Rapid advancements in long-read sequencing technologies have transformed read lengths from bps to Mbps, which has enabled chromosome-scale genome assemblies. However, read lengths are now becoming limited by the extraction of pure high-molecular weight DNA suitable for long-read sequencing, which is particularly challenging in plants and fungi. To overcome this, we present a protocol collection; high-molecular weight DNA extraction, clean-up and size selection for long-read sequencing.
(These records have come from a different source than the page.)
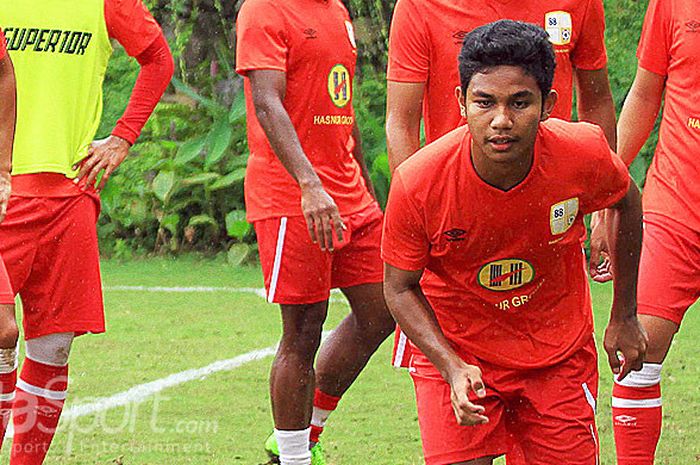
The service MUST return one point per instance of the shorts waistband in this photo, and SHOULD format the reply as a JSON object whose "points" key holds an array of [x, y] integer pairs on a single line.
{"points": [[45, 185]]}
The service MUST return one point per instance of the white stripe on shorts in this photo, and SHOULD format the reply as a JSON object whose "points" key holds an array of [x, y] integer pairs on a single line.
{"points": [[400, 349], [278, 259], [619, 402], [41, 392]]}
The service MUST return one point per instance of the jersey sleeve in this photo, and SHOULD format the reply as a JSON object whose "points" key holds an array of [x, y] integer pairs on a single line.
{"points": [[3, 49], [409, 49], [261, 39], [131, 24], [590, 52], [654, 44], [611, 179], [405, 243]]}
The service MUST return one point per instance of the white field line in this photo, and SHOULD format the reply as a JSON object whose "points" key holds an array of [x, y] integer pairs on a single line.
{"points": [[141, 392]]}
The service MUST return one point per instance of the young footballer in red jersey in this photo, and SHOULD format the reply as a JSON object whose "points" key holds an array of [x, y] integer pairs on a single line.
{"points": [[48, 240], [8, 325], [669, 279], [491, 217], [309, 196]]}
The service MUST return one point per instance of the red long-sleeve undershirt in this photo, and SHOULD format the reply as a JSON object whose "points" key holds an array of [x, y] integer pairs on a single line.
{"points": [[157, 69]]}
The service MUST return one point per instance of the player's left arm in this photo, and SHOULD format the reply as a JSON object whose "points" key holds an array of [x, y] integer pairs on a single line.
{"points": [[625, 340], [359, 155], [8, 112], [130, 23], [594, 101]]}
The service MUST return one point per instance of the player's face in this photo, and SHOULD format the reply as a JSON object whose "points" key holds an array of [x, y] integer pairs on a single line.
{"points": [[503, 108]]}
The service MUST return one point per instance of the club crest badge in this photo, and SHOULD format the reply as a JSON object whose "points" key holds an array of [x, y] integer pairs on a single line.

We optimised a gentle magnetic bead based high-molecular weight DNA extraction, which is presented here in detail. The protocol circumvents spin columns and high-centrifugation, to limit DNA fragmentation. The protocol is scalable based on tissue input, which can be used on many species of plants, fungi, reptiles and bacteria. It is also cost effective compared to kit-based protocols and hence applicable at scale in low resource settings. An optional sorbitol wash is listed and is highly recommended for plant and fungal tissues. To further remove any remaining contaminants such as phenols and polysaccharides, optional DNA clean-up and size selection strategies are given. This protocol collection is suitable for all common long-read sequencing platforms, such as technologies offered by PacBio and Oxford Nanopore. Using these protocols, sequencing on the Oxford Nanopore MinION can achieve read length N50 values of 30–50 kb, with reads exceeding 200 kb and outputs ranging from 15–30 Gbp. This has been routinely achieved with various plant, fungi, animal and bacteria samples.
Citation: Jones A, Torkel C, Stanley D, Nasim J, Borevitz J, Schwessinger B (2021) High-molecular weight DNA extraction, clean-up and size selection for long-read sequencing. PLoS ONE 16(7): e0253830. https://doi.org/10.1371/journal.pone.0253830
Editor: Mark Eppinger, University of Texas at San Antonio, UNITED STATES
Received: March 1, 2021; Accepted: June 9, 2021; Published: July 15, 2021
Copyright: © 2021 Jones et al. This is an open access article distributed under the terms of the Creative Commons Attribution License, which permits unrestricted use, distribution, and reproduction in any medium, provided the original author and source are credited.
Data Availability: Sequencing data and reference genomes generated with this protocol are being made publicly available on the Sequence Read Archive (SRA, NCBI) under BioProjects PRJNA509734 and PRJNA510265. https://www.ncbi.nlm.nih.gov/bioproject/509734 https://www.ncbi.nlm.nih.gov/sra?linkname=bioproject_sra_all&from_uid=510265.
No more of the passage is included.